Le site originel de Londres, à l’emplacement de la City, a été fixé à un étranglement de la plaine alluviale, là où deux lambeaux de la terrasse de Taplow, proches du fleuve, de part et d’autre de celui-ci, facilitèrent la construction d’un pont, le seul jusqu’au milieu du xviiie s. La ville s’est étendue d’abord sur la terrasse de Taplow, à l’abri des inondations, et ses installations portuaires ont été creusées sans difficulté dans les alluvions meubles du lit majeur. À partir du xixe s., toutefois, l’habitat des classes pauvres a envahi les terrains mal drainés du voisinage du port et de la basse vallée de la Lea. Les hautes terrasses et les collines taillées dans les argiles éocènes ont fourni de leur côté le site des quartiers aisés du xixe s. et du début du xxe : collines de Hampstead, de Mill Hill, de Harrow-on-the-Hill par exemple.

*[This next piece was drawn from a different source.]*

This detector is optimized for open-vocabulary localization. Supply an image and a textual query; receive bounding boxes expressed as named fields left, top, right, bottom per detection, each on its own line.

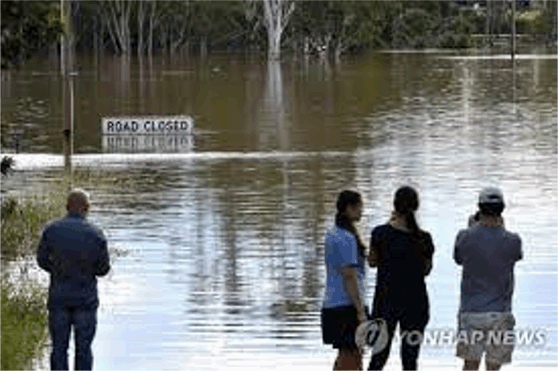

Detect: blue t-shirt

La terrasse de Taplow, en amont de Londres, aux sols plats et bien drainés, s’est longtemps consacrée au maraîchage, avant d’être submergée au xxe s. par la progression des banlieues et par l’aéroport de Heathrow (London Airport). Des carrières exploitent les graviers de la terrasse. De vastes réservoirs d’eau potable occupent ensuite les carrières désaffectées. On a aussi creusé des réservoirs dans les alluvions récentes de la vallée de la Lea pour l’alimentation des quartiers de l’est. De nos jours, les banlieues les plus lointaines s’immiscent dans les vallées des revers des Downs et des Chiltern.